What are margins – and why are they important?

Kirsty Young Advice and Tips

The numbers in your business always tell a story.

And probably the most important story is that told by your profit margins.

The profit margin is a measure of the degree to which a business makes money, usually expressed as a percentage.

Your profit margin will show you how much money you make for every pound earned in sales income. So, a 30% profit margin means you make 30p for every pound you gain in sales revenue.
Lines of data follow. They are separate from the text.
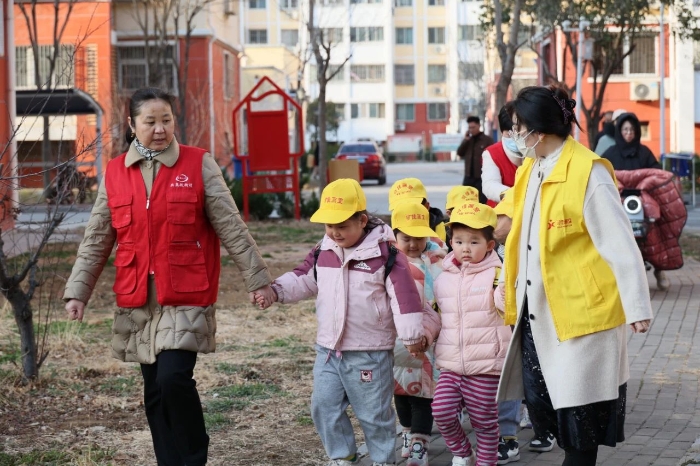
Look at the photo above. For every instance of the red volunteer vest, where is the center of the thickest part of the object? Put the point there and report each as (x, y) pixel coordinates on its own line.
(168, 235)
(506, 167)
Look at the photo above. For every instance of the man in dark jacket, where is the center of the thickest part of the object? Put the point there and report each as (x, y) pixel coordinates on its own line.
(471, 150)
(629, 153)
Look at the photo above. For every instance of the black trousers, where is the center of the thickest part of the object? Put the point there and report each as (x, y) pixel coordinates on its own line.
(476, 183)
(415, 412)
(173, 409)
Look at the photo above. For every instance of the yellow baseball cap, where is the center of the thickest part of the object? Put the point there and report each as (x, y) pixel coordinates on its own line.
(412, 219)
(340, 200)
(406, 189)
(461, 194)
(474, 215)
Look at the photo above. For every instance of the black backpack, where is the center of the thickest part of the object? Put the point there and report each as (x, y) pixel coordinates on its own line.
(387, 267)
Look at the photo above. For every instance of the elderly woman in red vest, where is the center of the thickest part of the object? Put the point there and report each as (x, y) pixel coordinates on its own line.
(166, 207)
(573, 279)
(500, 160)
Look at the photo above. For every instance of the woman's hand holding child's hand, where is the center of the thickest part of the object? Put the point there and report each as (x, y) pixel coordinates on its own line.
(263, 297)
(417, 348)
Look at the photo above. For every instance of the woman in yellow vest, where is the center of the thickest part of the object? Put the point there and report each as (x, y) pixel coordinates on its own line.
(574, 279)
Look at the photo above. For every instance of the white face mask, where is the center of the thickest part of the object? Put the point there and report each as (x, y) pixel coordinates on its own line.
(522, 145)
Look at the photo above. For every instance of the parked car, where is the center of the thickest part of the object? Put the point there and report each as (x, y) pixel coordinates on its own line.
(369, 157)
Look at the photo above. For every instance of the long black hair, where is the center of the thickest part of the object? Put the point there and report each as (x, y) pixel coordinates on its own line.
(547, 110)
(137, 100)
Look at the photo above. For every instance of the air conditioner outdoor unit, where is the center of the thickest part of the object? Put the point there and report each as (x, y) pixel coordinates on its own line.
(644, 90)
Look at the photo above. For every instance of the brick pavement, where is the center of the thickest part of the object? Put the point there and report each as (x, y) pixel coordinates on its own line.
(663, 415)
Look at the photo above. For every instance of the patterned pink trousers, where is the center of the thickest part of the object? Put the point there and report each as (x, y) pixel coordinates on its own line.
(478, 394)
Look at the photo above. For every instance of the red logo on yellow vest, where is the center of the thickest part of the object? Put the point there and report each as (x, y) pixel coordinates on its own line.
(562, 223)
(181, 181)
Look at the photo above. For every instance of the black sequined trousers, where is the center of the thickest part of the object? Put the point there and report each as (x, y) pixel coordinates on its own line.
(579, 427)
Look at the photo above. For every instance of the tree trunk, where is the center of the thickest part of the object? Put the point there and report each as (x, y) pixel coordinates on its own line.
(46, 154)
(322, 145)
(23, 317)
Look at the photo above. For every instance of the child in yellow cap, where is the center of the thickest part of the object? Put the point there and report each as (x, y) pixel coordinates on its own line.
(414, 376)
(472, 345)
(360, 309)
(412, 190)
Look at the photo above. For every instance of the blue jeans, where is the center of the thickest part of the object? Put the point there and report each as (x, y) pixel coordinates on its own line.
(365, 381)
(509, 418)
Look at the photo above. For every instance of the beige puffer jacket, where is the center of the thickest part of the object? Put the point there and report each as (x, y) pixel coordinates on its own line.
(139, 334)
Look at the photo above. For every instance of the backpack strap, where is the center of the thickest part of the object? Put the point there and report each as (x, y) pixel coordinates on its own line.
(317, 252)
(390, 261)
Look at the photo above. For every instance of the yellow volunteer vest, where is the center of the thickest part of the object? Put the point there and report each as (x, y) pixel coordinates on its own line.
(580, 286)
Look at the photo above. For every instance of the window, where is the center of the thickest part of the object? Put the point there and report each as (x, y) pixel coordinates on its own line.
(257, 36)
(404, 74)
(470, 32)
(471, 71)
(332, 35)
(642, 60)
(367, 73)
(366, 34)
(229, 88)
(437, 112)
(290, 37)
(436, 35)
(437, 73)
(374, 110)
(339, 109)
(63, 75)
(404, 35)
(135, 71)
(405, 112)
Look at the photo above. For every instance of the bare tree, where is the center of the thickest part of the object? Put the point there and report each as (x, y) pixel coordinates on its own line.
(162, 23)
(321, 47)
(615, 26)
(46, 60)
(497, 14)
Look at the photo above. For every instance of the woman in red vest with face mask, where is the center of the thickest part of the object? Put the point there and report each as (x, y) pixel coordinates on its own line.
(166, 207)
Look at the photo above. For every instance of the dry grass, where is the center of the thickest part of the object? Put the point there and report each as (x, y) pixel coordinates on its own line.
(86, 409)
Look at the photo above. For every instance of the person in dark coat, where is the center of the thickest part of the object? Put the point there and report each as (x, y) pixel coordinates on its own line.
(629, 153)
(471, 150)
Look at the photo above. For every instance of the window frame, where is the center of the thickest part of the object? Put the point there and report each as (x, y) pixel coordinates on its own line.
(433, 32)
(443, 105)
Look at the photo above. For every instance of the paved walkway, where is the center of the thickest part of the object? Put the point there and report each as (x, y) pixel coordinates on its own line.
(663, 404)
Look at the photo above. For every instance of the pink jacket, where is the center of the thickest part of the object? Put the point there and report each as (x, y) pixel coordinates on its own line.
(473, 339)
(357, 310)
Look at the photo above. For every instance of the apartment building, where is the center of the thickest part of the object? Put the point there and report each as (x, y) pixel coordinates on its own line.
(83, 62)
(408, 66)
(7, 111)
(211, 67)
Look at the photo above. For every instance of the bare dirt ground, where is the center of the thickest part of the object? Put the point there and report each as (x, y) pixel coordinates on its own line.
(87, 408)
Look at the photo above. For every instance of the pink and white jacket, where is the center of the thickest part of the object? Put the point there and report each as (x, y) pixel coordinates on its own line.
(473, 339)
(357, 310)
(416, 376)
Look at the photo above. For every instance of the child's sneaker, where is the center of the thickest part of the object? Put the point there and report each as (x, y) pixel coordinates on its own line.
(525, 422)
(508, 450)
(419, 451)
(344, 462)
(543, 443)
(468, 461)
(405, 444)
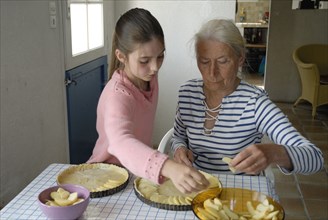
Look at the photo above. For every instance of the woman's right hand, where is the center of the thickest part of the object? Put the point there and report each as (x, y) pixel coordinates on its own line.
(184, 155)
(186, 179)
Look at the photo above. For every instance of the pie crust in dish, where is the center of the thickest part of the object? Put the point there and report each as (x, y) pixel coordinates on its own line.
(100, 179)
(167, 196)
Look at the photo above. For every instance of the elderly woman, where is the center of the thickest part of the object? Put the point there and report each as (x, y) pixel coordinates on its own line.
(221, 115)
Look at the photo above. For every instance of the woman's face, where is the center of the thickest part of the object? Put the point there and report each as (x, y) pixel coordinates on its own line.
(217, 63)
(145, 61)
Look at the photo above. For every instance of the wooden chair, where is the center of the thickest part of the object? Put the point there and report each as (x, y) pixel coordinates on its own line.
(312, 64)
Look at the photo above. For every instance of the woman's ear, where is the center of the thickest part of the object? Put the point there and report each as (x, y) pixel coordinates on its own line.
(241, 60)
(120, 56)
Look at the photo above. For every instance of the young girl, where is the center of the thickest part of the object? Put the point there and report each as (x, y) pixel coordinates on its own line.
(127, 105)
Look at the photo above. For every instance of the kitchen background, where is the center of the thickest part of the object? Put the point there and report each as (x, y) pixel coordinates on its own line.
(34, 131)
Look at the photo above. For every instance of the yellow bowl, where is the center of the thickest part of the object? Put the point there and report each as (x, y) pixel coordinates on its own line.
(235, 199)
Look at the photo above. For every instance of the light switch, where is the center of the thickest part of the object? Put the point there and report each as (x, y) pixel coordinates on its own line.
(53, 21)
(52, 8)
Reviewing what your profit margin was and what they are likely to be in the future can be very revealing. It can really help you understand what your business needs to do next to achieve its goals – whether that’s world domination, mega money profits, or just being able to survive!

 

Your gross profit margin

To calculate this, take your total sales income and subtract all the ‘direct’ costs related to providing that service or creating the product. What is left is your gross profit. If you divide your gross profit by your sales income, you get your profit margin.

Example:

Sales Revenue £10,000
Cost of materials -£6000
Cost of delivery -£500
Cost of labour (wages) used to make the above -£1000
Gross Profit £2,500
Gross Profit Margin 25%

So, for every £ you take in, you make 25p.

The basics: To get that margin for this example, take your calculator and

  • Enter 2500
  • Press the divide button
  • Enter 10,000
  • Press the equals button (=)

Then, multiply by 100 and that’s the % profit margin.

 

How cost changes affect this margin

Costs for your business will keep changing. For example, if:

  • You’ve given some inflation busting pay rises and your wage bill is up 10%

AND

  • Your materials have gone up 5%,

Your figures could look like this:

Sales Revenue £10,000
Cost of materials -£6300
Cost of delivery -£500
Cost of labour (wages) used to make the above -£1100
Gross Profit £2,100
Gross Profit Margin 21%

As you can see, you’ve now made less money, and as a result your margin has gone now.

You are now only making 21p for every £ you receive in sales income.

 

Cool stuff you can do with your gross profit margin

It may shock you to know, but us accountants get excited about profit margins, as they can do magic! You can use gross profit margin calculations to play around with various “what if” scenarios.

Scenario 1:

Let’s presume that £10,000 in sales is generated by the selling of 100 chairs (your product).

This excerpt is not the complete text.